Many labile transcription factors are regulated via ubiquitin-mediated proteasomal degradation. To determine whether Slug is regulated in this manner, we performed co-immunoprecipitation assays from embryos co-injected with Slug and ubiquitin and observed strong poly-ubiquitination of the protein(Fig. 3E). Next we wished to identify the portion of the Slug protein that undergoes ubiquitination. To maximize the sensitivity of these experiments, we utilized a ubiquitin mutant(UbK48R) that can be conjugated to substrates, but that cannot form polyubiquitin chains or promote degradation(Chau et al., 1989; Finley et al., 1994; Hochstrasser et al., 1991). We co-injected Slug, the ΔP38 mutant or Slug-C with UbK48R and performed western blots to detect ubiquitin incorporation. Whereas full-length Slug and the unstable ΔP38 mutant were both clearly ubiquitinated in this assay, the stable C-terminal zinc finger mutant was not(Fig. 3F). To confirm and extend these findings, we examined whether Slug was polyubiquitinated and degraded in a proteasome-dependent fashion.
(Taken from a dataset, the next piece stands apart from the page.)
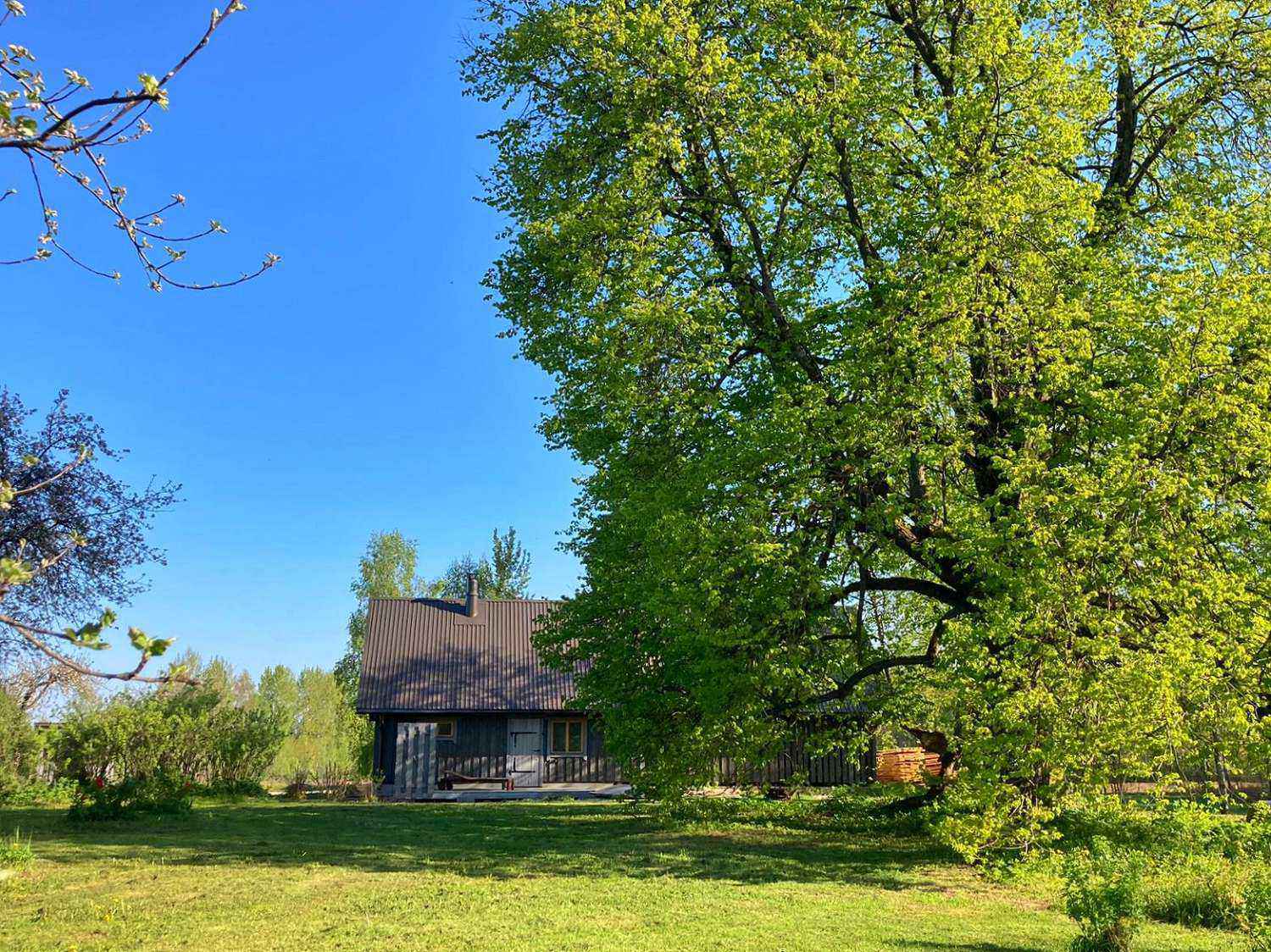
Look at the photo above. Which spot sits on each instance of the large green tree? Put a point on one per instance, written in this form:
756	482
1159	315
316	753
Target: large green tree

Lysates from embryos injected with mRNA encoding Slug or the Slug-C mutant were treated with either DMSO or the proteasome inhibitor MG132. Accumulation of polyubiquitinated species was dramatically increased in the Slug sample treated with MG132 as compared to both the control DMSO-treated samples and the MG132 treated Slug-C sample(Fig. 3G). These data confirm that Slug is targeted for proteasomal degradation via poly-ubiquitination of the N-terminal portion of the protein.
The F-box protein Ppa is expressed in the neural crest and binds to Slug
We next sought to identify E3 ubiquitin ligases that might regulate Slug turnover. Interestingly, although most E3 ligases have been reported to be broadly expressed, the F-box protein Ppa shows developmentally restricted expression in both Drosophila and zebrafish embryos(Das et al., 2002; Raj et al., 2000). The Xenopus homolog of Ppa had been previously isolated in our laboratory to examine a putative role in regulating neural plate border cell types. Similar to Drosophila and zebrafish Ppa, the Xenopus Ppa protein contains an F-box together with 11 leucine rich repeats (LRRs) and is 95% identical to the previously identified zebrafish ortholog (see Fig. S1 in the supplementary material). F-box-containing proteins function as substrate recognition subunits for SCF (Skp1-Cullin-F-box) ubiquitin ligases, and consistent with this we found that Xenopus Ppa binds to Skp1 through its F-box (Fig. S1 in the supplementary material). Whereas the N-terminal region of Drosophila Ppa contains a putative alanine/histidine/proline-rich repressor domain and a PEST domain(Raj et al., 2000) these motifs are not conserved in any other known Ppa homologs, including Xenopus Ppa.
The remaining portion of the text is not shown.